His childhood visits to the marsh also gave him a sense of the Southern subsistence culture his family had left behind. In the 1980s, after attending the funeral of a relative in Louisiana, Dotson felt compelled to reconnect with his rural Southern roots. So he moved to his mother’s hometown of Mossville, on the heavily industrialized banks of Lake Charles. There he worked at the Bayou Comprehensive Health Center, a nonprofit serving low-income, predominantly African-American communities.

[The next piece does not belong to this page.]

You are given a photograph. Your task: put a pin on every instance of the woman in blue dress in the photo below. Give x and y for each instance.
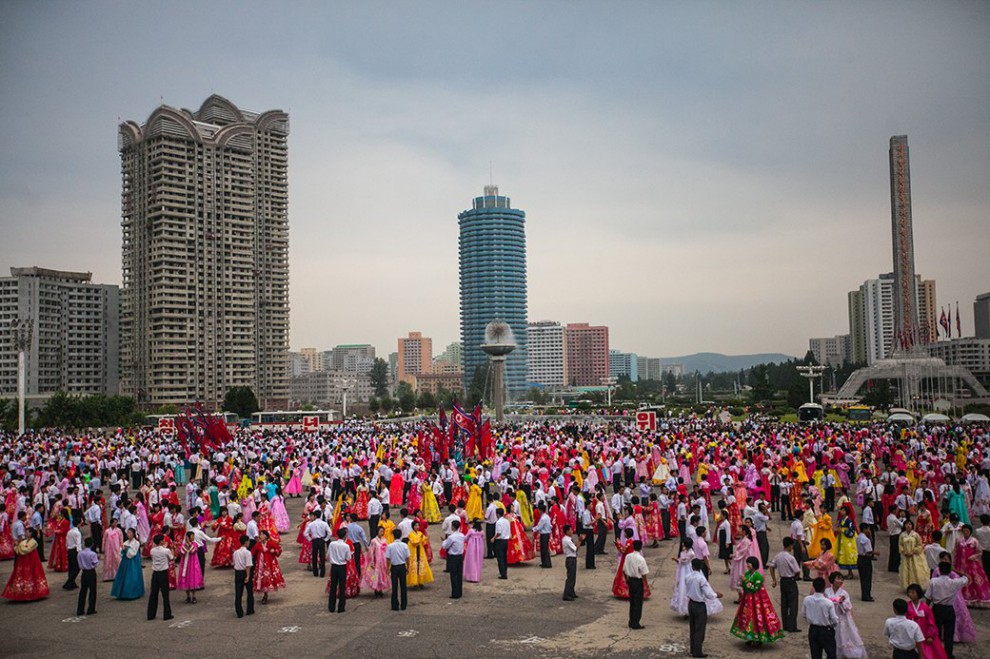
(129, 582)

After 13 years, Dotson returned to the Bay Area. Inspired by his indelible impressions of the South – extreme poverty, overt segregation and the disproportionate toxic burden faced by poor black communities - he enrolled at U.C. Berkeley and earned a master’s in public health administration. He worked as a program developer with Contra Costa County Health Services and volunteered with Trails for Richmond Action Committee, a local open space advocacy group.

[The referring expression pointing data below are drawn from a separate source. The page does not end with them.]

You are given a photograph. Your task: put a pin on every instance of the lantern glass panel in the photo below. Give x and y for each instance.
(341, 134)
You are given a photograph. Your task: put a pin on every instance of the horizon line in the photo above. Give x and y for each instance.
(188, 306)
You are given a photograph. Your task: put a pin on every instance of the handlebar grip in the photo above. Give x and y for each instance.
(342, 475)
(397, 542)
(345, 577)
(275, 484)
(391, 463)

Dotson began to clearly see the connection between the region’s public health issues – asthma, heart disease and diabetes – and its lack of open space. “Through my involvement with these groups, I became aware of plans to develop the Breuner Marsh,” he says. “So I pulled together my own plan that would preserve the marsh and give the public access to the shoreline. It also addressed health concerns by giving the community a place to walk and exercise.”